If such differences cannot be explained by the vagaries of the market, the individual
physical characteristics and size of the house, the type and style of trade which is
maintainable, its customer base and the nature of the trading location, it will be
necessary to revisit the initial FMR in order to reconsider whether this is consistent
or substantially out of line with the turnover achieved at other houses. This will be a
matter of valuation opinion and experience, not arithmetic. If it is concluded that the
initial FMR should be revised, as the hypothetical tenant would not consider trading
at such level, the valuation will require to be reworked in order to determine the
assessment.”
5
The valuations
12. Ms Steeden’s valuation was as follows:
Income Stream
Adopted Bid
Rateable Value
Fair Maintainable Receipts
Liquor and Machine income
£1,807,200
14%
£253,008
Food Income
£ 250,000
8.75%
£21,875
Total:
£274,883
Say Rateable Value
£275,000
13. Mr Day’s valuation was this:
Income Stream
Adopted
Rateable
Fair Maintainable Receipts
Rental %
Value
Liquor Sales & Machine
£2,470,000
@ 14%
£345,800
Income
Food Sales
£280,000
@ 9.05%
Sa
£25,340
£371,140
i £370,000
The evidence
14. Mr Martin said that he had started off the Wetherspoon business in 1979 with a single
public house in north London. The business was in due course incorporated and it became
the first company to acquire unlicensed premises, such as shops and banks, on a significant
scale and convert them into public houses. This was still a novel process when it acquired the
Hamilton Hall in 1991. They agreed a rent that they felt was safe for the site. The site was,
however, an unknown quantity, and they were prepared to agree to British Rail taking a profit
if the level of trade turned out to be better than expected. Wetherspoons had always operated
on a completely different basis from their competitors, Mr Martin said. They concentrated on
real ale, which they sold at far lower prices and offered food over long hours. They paid
much higher bonuses to staff than other operators. At the Hamilton Hall for the financial
year ending 2 August 1998 they paid the public house management couple a basic salary of
£56,200 and a bonus of £19,700. They also rented a flat for them at a cost of £15,500 per
annum. In addition they employed an average of six shift managers at a total cost of £95,700,
and they paid them bonuses of £10,350 and rented flats for them at a cost of £21,200. They
also paid bonuses to hourly paid staff of £9,200.
6
15.    Mr Martin said that the result of Wetherspoons’ adoption of a lower pricing structure
than their competitors was that they had a high turnover but lower gross margins and higher
staff costs. Although originally he said that he estimated that at 1998 their prices were 30%
lower than those of their competitors, later in his evidence he said that he thought that the true
figure was 10 to 15%. He referred to contemporaneous stockbrokers’ analysts’ reports,
which said that Wetherspoons’ gross margins were low compared with those of others in the
industry, while they had higher sales per public house. He did not, however, produce
margins for the Hamilton Hall itself, although he accepted that it would have been
theoretically possible to do so, and that there was therefore no basis for comparing its
margins with the overall margins of Wetherspoons’ public houses.

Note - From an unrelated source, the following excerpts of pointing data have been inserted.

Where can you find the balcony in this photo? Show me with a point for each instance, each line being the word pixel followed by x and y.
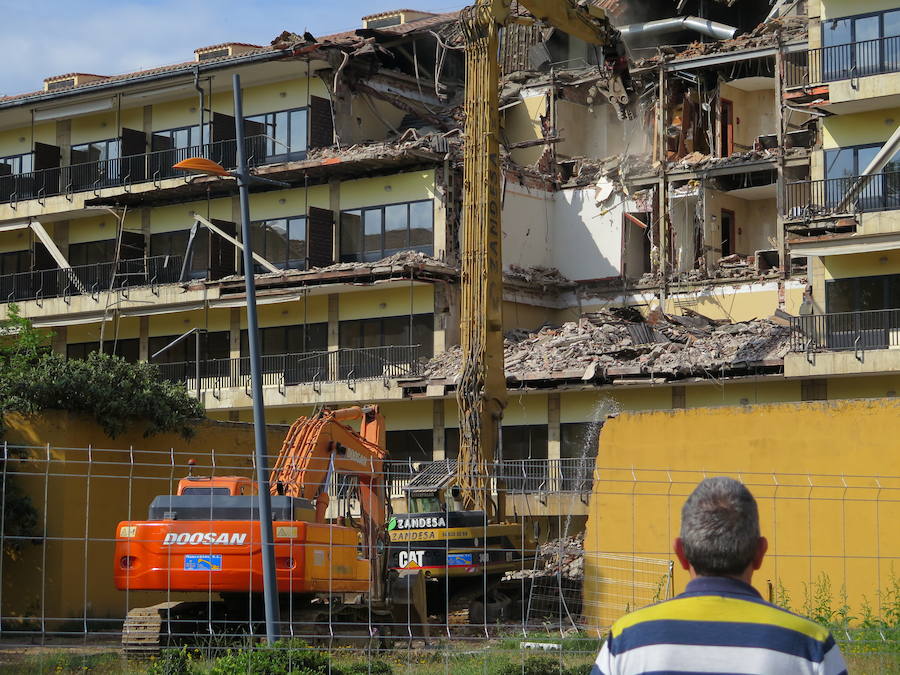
pixel 284 370
pixel 123 171
pixel 89 279
pixel 837 197
pixel 844 343
pixel 845 77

16.    Mr Smith said that he was manager of the Hamilton Hall from June 1996 to June 1999.
He gave evidence on the trading policy that applied during 1998 and compared this with the
operations of the Hamilton Hall’s local competitors. He said that the Hamilton Hall was
around 30% cheaper for beers and spirits. Although he originally said it was “consistently”
this much cheaper, in cross-examination he said that the 30% related to the Friday evening
discounted price. They offered a wider range of beers and spirits. There were regularly 6 to
8 beers on tap. They were the only public house in the vicinity that was open all day
including weekends. This enabled them to cater for a wide range of clientele from manual
workers to city professionals, whereas their competitors focussed on office staff and city
professionals. They were also the only public house in the vicinity to serve food all day and
every day, and the only one to have a designated non-smoking area, which covered most of
the mezzanine dining area. They employed more staff than their rivals. Thus at the Friday
evening peak they would have 22 bar staff, 4 waiters, 3 kitchen staff and 5 managers. Their
competitors would only have one manager and an assistant (except for the Pitcher and Piano,
which had one manager and two assistants), and far fewer staff. Thus when the Hamilton
Hall had 6 staff behind the bar, the Pitcher and Piano would have two or three. Queuing time
at the Hamilton Hall would thus be less. They had enhanced training and bonuses, which
were known to be higher than their competitors, and there were regular staff meetings to
discuss service standards and product knowledge. They put on regular promotions, and held
two large-scale beer festivals each year, each lasting for 10 days to two weeks. None of their
competitors were doing anything similar at that time.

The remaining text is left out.